In caso di accertamento di interposizione fittizia di manodopera, laddove il giudice ordini vanamente il ripristino del rapporto di lavoro con il soggetto interponente, quest’ultimo è tenuto a pagare le retribuzioni a partire dalla messa in mora, che corrisponde al momento in cui il lavoratore offre la propria prestazione.

Tale interpretazione, «che fa perno sull’esigenza di effettività della giurisdizione come valore costituzionalmente tutelato>> (cfr. Cass. n. 17786/2019, cit.), su cui la pronunzia delle SS.UU. n. 2990/2018 si fonda, ha trovato, come innanzi osservato, autorevole conferma da parte del Giudice delle leggi con la sentenza n. 29/2019, nella quale si sottolinea: «Secondo le Sezioni Unite, una prospettiva costituzionalmente orientata impone di rimeditare la regola della corrispettività nell’ipotesi di un rifiuto illegittimo del datore di lavoro di ricevere la prestazione lavorativa regolarmente offerta.
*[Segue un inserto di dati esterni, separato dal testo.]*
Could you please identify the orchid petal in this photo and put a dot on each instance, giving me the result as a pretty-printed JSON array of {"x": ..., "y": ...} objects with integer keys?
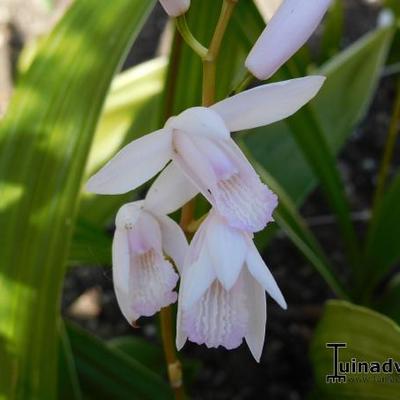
[
  {"x": 227, "y": 248},
  {"x": 266, "y": 104},
  {"x": 170, "y": 191},
  {"x": 129, "y": 213},
  {"x": 145, "y": 234},
  {"x": 219, "y": 318},
  {"x": 193, "y": 163},
  {"x": 199, "y": 121},
  {"x": 241, "y": 198},
  {"x": 135, "y": 164},
  {"x": 197, "y": 278},
  {"x": 289, "y": 28},
  {"x": 257, "y": 306},
  {"x": 174, "y": 8},
  {"x": 174, "y": 241},
  {"x": 121, "y": 264},
  {"x": 262, "y": 274}
]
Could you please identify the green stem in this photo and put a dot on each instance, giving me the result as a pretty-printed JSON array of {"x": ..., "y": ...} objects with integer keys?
[
  {"x": 244, "y": 83},
  {"x": 209, "y": 61},
  {"x": 173, "y": 363},
  {"x": 188, "y": 37},
  {"x": 389, "y": 150}
]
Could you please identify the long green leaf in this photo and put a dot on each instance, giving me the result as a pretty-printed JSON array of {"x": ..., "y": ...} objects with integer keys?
[
  {"x": 68, "y": 382},
  {"x": 370, "y": 337},
  {"x": 382, "y": 249},
  {"x": 44, "y": 143},
  {"x": 107, "y": 373},
  {"x": 290, "y": 221},
  {"x": 337, "y": 115}
]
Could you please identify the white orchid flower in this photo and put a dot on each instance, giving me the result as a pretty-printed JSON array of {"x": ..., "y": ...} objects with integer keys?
[
  {"x": 175, "y": 8},
  {"x": 199, "y": 143},
  {"x": 222, "y": 291},
  {"x": 143, "y": 277},
  {"x": 289, "y": 28}
]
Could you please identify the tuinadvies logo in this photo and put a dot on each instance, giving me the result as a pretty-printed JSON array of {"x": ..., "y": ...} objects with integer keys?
[{"x": 341, "y": 369}]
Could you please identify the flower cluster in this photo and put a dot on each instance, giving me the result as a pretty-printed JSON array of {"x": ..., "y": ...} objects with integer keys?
[{"x": 223, "y": 278}]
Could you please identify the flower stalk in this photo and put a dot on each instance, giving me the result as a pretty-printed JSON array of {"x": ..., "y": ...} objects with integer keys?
[
  {"x": 191, "y": 41},
  {"x": 209, "y": 61}
]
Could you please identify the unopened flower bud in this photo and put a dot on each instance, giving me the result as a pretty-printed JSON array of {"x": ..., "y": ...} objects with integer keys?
[
  {"x": 175, "y": 8},
  {"x": 288, "y": 30}
]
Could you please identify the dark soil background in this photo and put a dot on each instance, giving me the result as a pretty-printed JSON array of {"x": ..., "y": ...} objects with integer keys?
[{"x": 284, "y": 372}]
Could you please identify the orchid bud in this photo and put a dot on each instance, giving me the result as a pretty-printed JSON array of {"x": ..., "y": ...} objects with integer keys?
[
  {"x": 290, "y": 27},
  {"x": 175, "y": 8}
]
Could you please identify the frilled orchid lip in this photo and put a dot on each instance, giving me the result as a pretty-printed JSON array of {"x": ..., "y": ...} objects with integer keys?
[
  {"x": 224, "y": 281},
  {"x": 174, "y": 8},
  {"x": 198, "y": 141},
  {"x": 144, "y": 279}
]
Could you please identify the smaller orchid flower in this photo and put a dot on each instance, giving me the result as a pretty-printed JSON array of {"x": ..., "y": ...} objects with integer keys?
[
  {"x": 199, "y": 143},
  {"x": 289, "y": 28},
  {"x": 175, "y": 8},
  {"x": 144, "y": 279},
  {"x": 222, "y": 291}
]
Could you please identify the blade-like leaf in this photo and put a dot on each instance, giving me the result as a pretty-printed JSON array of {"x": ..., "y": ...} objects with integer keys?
[
  {"x": 68, "y": 382},
  {"x": 336, "y": 115},
  {"x": 107, "y": 373},
  {"x": 370, "y": 337},
  {"x": 291, "y": 222},
  {"x": 44, "y": 142},
  {"x": 333, "y": 30}
]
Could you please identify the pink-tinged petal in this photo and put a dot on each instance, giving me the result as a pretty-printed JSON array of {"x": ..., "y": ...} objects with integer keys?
[
  {"x": 174, "y": 8},
  {"x": 199, "y": 121},
  {"x": 135, "y": 164},
  {"x": 219, "y": 318},
  {"x": 287, "y": 31},
  {"x": 193, "y": 163},
  {"x": 257, "y": 308},
  {"x": 196, "y": 279},
  {"x": 121, "y": 270},
  {"x": 181, "y": 337},
  {"x": 170, "y": 191},
  {"x": 151, "y": 283},
  {"x": 145, "y": 234},
  {"x": 143, "y": 279},
  {"x": 227, "y": 248},
  {"x": 268, "y": 103},
  {"x": 263, "y": 276},
  {"x": 174, "y": 241},
  {"x": 242, "y": 199}
]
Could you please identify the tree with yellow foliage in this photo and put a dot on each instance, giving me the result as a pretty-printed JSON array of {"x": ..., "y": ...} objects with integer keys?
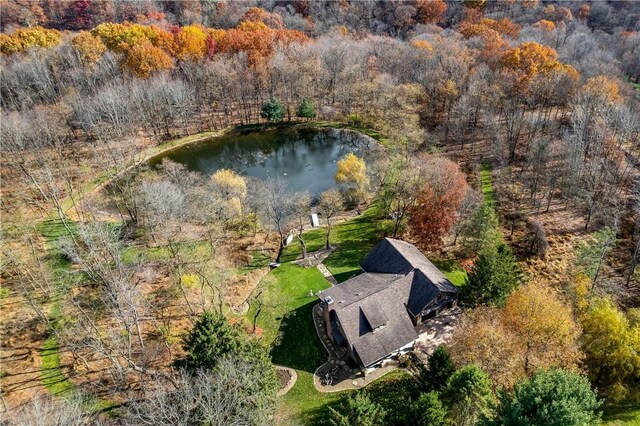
[
  {"x": 352, "y": 172},
  {"x": 534, "y": 330},
  {"x": 544, "y": 325},
  {"x": 26, "y": 38},
  {"x": 144, "y": 59},
  {"x": 611, "y": 342},
  {"x": 89, "y": 47},
  {"x": 9, "y": 45},
  {"x": 229, "y": 191}
]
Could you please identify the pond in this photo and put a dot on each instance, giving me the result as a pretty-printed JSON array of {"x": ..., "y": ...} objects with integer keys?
[{"x": 305, "y": 158}]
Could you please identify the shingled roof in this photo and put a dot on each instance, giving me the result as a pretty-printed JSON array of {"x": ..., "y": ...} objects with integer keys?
[
  {"x": 374, "y": 322},
  {"x": 372, "y": 307},
  {"x": 392, "y": 256}
]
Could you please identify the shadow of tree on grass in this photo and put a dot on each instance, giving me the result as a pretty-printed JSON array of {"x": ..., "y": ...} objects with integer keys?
[{"x": 300, "y": 346}]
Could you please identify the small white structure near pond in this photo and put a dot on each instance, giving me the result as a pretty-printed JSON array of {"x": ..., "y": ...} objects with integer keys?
[
  {"x": 288, "y": 240},
  {"x": 314, "y": 220}
]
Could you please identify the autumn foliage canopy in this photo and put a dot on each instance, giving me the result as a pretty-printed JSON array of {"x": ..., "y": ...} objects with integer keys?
[{"x": 434, "y": 212}]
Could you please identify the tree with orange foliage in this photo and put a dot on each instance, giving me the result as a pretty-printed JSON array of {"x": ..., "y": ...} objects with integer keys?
[
  {"x": 530, "y": 58},
  {"x": 545, "y": 25},
  {"x": 434, "y": 212},
  {"x": 190, "y": 43},
  {"x": 430, "y": 11},
  {"x": 144, "y": 59},
  {"x": 256, "y": 14},
  {"x": 503, "y": 27},
  {"x": 535, "y": 329},
  {"x": 89, "y": 47},
  {"x": 26, "y": 38}
]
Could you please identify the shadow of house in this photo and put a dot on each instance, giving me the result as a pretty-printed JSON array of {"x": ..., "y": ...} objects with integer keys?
[
  {"x": 374, "y": 314},
  {"x": 300, "y": 347}
]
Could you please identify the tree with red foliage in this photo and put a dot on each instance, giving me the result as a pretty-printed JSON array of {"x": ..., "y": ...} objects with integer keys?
[{"x": 434, "y": 213}]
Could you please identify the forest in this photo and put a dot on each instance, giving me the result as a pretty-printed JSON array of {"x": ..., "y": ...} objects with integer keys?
[{"x": 135, "y": 290}]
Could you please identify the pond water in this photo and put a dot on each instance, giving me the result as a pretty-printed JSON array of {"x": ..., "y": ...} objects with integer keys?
[{"x": 306, "y": 159}]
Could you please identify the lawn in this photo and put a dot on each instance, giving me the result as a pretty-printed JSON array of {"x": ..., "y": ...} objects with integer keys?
[
  {"x": 299, "y": 347},
  {"x": 291, "y": 324},
  {"x": 621, "y": 416},
  {"x": 486, "y": 184},
  {"x": 354, "y": 238}
]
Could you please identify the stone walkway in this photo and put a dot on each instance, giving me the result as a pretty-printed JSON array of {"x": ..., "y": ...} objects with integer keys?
[
  {"x": 323, "y": 269},
  {"x": 347, "y": 377},
  {"x": 314, "y": 258},
  {"x": 292, "y": 381},
  {"x": 436, "y": 331}
]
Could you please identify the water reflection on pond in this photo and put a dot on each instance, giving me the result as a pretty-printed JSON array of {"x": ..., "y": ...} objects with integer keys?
[{"x": 306, "y": 159}]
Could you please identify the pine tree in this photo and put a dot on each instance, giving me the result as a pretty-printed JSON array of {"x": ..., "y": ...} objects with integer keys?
[
  {"x": 306, "y": 109},
  {"x": 211, "y": 338},
  {"x": 273, "y": 110},
  {"x": 494, "y": 276}
]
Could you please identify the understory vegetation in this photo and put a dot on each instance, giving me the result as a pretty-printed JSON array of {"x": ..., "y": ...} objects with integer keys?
[{"x": 137, "y": 291}]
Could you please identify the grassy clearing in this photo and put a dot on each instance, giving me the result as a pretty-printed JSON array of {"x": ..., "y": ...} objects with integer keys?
[
  {"x": 621, "y": 416},
  {"x": 188, "y": 250},
  {"x": 486, "y": 184},
  {"x": 52, "y": 375},
  {"x": 452, "y": 269},
  {"x": 353, "y": 238},
  {"x": 291, "y": 322}
]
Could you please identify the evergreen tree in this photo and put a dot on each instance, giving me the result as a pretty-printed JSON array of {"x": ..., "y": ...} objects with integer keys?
[
  {"x": 495, "y": 275},
  {"x": 306, "y": 109},
  {"x": 358, "y": 410},
  {"x": 469, "y": 395},
  {"x": 482, "y": 232},
  {"x": 550, "y": 397},
  {"x": 273, "y": 110},
  {"x": 440, "y": 368},
  {"x": 429, "y": 411},
  {"x": 211, "y": 338}
]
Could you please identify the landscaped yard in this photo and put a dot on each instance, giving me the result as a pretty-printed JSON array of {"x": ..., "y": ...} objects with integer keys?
[
  {"x": 290, "y": 322},
  {"x": 621, "y": 416}
]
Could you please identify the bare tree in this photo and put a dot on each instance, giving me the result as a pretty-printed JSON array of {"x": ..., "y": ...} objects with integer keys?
[
  {"x": 238, "y": 392},
  {"x": 330, "y": 204},
  {"x": 302, "y": 209},
  {"x": 275, "y": 205},
  {"x": 45, "y": 411}
]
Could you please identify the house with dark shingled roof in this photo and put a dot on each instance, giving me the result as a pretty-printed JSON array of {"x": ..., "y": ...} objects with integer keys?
[{"x": 373, "y": 315}]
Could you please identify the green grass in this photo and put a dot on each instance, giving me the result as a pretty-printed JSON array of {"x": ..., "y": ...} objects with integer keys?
[
  {"x": 625, "y": 415},
  {"x": 188, "y": 250},
  {"x": 452, "y": 270},
  {"x": 353, "y": 239},
  {"x": 299, "y": 345},
  {"x": 291, "y": 321},
  {"x": 51, "y": 374}
]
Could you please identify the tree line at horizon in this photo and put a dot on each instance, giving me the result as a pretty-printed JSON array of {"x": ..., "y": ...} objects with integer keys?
[{"x": 542, "y": 92}]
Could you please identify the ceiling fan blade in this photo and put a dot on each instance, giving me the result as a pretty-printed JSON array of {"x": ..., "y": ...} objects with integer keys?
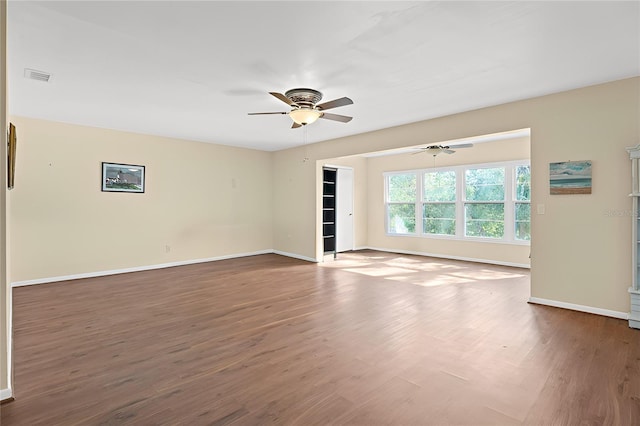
[
  {"x": 334, "y": 103},
  {"x": 283, "y": 98},
  {"x": 265, "y": 113},
  {"x": 336, "y": 117}
]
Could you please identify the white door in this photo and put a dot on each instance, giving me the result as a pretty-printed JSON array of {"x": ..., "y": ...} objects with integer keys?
[{"x": 344, "y": 210}]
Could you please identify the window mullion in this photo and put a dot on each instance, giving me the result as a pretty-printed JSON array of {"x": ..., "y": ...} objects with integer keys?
[
  {"x": 419, "y": 203},
  {"x": 509, "y": 204}
]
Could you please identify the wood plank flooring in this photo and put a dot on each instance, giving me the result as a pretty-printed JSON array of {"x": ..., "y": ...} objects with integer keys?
[{"x": 372, "y": 338}]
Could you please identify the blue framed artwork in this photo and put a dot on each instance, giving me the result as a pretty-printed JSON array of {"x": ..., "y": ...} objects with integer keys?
[{"x": 570, "y": 177}]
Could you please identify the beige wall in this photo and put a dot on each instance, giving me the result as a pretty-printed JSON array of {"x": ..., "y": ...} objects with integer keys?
[
  {"x": 201, "y": 200},
  {"x": 5, "y": 301},
  {"x": 580, "y": 250},
  {"x": 494, "y": 252}
]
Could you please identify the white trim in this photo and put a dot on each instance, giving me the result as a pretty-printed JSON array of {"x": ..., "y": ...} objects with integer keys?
[
  {"x": 5, "y": 394},
  {"x": 295, "y": 256},
  {"x": 142, "y": 268},
  {"x": 9, "y": 343},
  {"x": 580, "y": 308},
  {"x": 445, "y": 256},
  {"x": 332, "y": 166}
]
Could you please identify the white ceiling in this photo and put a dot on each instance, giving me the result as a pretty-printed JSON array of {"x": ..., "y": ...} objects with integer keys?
[{"x": 193, "y": 70}]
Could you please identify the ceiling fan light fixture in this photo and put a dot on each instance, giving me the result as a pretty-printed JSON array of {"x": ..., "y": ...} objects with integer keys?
[{"x": 305, "y": 116}]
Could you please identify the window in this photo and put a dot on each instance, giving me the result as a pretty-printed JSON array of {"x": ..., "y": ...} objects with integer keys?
[
  {"x": 484, "y": 202},
  {"x": 401, "y": 203},
  {"x": 522, "y": 206},
  {"x": 439, "y": 203},
  {"x": 490, "y": 202}
]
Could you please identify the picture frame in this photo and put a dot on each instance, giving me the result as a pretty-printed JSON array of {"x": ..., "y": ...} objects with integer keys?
[
  {"x": 119, "y": 177},
  {"x": 570, "y": 177},
  {"x": 12, "y": 140}
]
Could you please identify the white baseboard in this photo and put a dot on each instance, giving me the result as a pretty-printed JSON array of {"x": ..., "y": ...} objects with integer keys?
[
  {"x": 5, "y": 394},
  {"x": 295, "y": 256},
  {"x": 139, "y": 268},
  {"x": 580, "y": 308},
  {"x": 443, "y": 256}
]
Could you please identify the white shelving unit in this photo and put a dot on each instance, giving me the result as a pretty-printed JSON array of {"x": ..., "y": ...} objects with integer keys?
[{"x": 634, "y": 290}]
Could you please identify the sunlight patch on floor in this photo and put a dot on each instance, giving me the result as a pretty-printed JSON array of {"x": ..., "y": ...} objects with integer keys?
[
  {"x": 380, "y": 272},
  {"x": 434, "y": 282}
]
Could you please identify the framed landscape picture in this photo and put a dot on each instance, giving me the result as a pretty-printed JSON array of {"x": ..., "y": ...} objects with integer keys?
[
  {"x": 122, "y": 177},
  {"x": 570, "y": 177}
]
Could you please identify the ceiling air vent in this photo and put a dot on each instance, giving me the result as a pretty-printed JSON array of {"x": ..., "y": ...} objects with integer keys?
[{"x": 37, "y": 75}]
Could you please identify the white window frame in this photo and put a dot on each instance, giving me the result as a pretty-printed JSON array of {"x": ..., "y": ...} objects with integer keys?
[
  {"x": 509, "y": 202},
  {"x": 416, "y": 202}
]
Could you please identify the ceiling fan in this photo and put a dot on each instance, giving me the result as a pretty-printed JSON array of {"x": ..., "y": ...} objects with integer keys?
[
  {"x": 439, "y": 149},
  {"x": 305, "y": 108}
]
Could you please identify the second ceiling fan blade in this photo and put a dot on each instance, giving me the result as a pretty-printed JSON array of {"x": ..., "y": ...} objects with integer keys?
[
  {"x": 336, "y": 117},
  {"x": 283, "y": 98},
  {"x": 266, "y": 113},
  {"x": 334, "y": 103}
]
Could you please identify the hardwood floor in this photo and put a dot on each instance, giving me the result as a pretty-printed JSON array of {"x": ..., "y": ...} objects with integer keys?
[{"x": 372, "y": 338}]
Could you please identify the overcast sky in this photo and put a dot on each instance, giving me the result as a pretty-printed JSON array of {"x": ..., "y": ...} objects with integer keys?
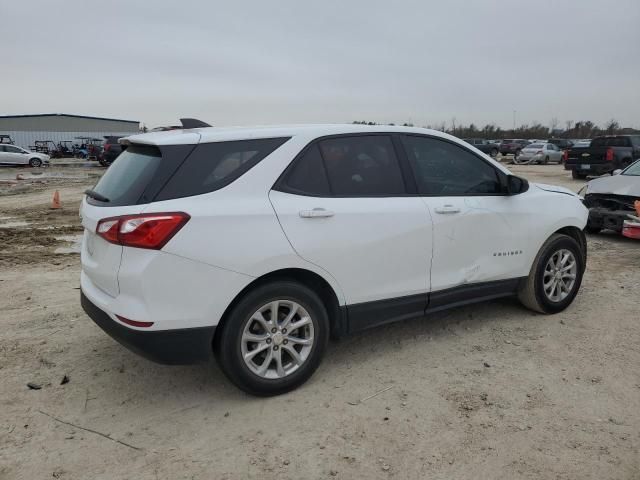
[{"x": 296, "y": 61}]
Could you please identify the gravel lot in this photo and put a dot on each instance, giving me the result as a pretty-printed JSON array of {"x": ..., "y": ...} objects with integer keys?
[{"x": 488, "y": 391}]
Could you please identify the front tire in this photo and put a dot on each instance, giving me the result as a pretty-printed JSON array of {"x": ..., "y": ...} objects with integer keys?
[
  {"x": 273, "y": 339},
  {"x": 555, "y": 276}
]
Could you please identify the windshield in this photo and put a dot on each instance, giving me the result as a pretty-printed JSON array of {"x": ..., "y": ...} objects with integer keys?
[
  {"x": 633, "y": 169},
  {"x": 610, "y": 142}
]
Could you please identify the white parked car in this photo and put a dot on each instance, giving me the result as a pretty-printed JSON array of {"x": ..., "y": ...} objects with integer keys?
[
  {"x": 539, "y": 153},
  {"x": 257, "y": 244},
  {"x": 14, "y": 155}
]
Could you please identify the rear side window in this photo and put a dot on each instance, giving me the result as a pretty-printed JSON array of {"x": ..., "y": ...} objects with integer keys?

Il riconoscimento di una tutela esclusivamente risarcitoria diminuirebbe, difatti, l’efficacia dei rimedi che l’ordinamento appresta per il lavoratore.

Sul datore di lavoro che persista nel rifiuto di ricevere la prestazione lavorativa, ritualmente offerta dopo l’accertamento giudiziale che ha ripristinato il vinculum iuris, continua dunque a gravare l’obbligo di corrispondere la retribuzione…»; si comprende, pertanto, <<come la soluzione della questione devoluta sia l’inevitabile approdo di un percorso logico-giuridico di effettività del dictum giurisdizionale, nella sua soggezione esclusivamente alla legge (art. 101, secondo comma, Cost.), che non ammette svuotamenti di tutela per la mancanza di ogni deterrente idoneo ad indurre il datore di lavoro a riprendere il prestatore a lavorare ovvero affievolimenti della forza cogente della pronuncia giudiziale che risulterebbe in concreto priva di efficacia per il protrarsi dell’inosservanza senza reali conseguenze» (v., ancora, Cass. n. 17786/2019, cit.).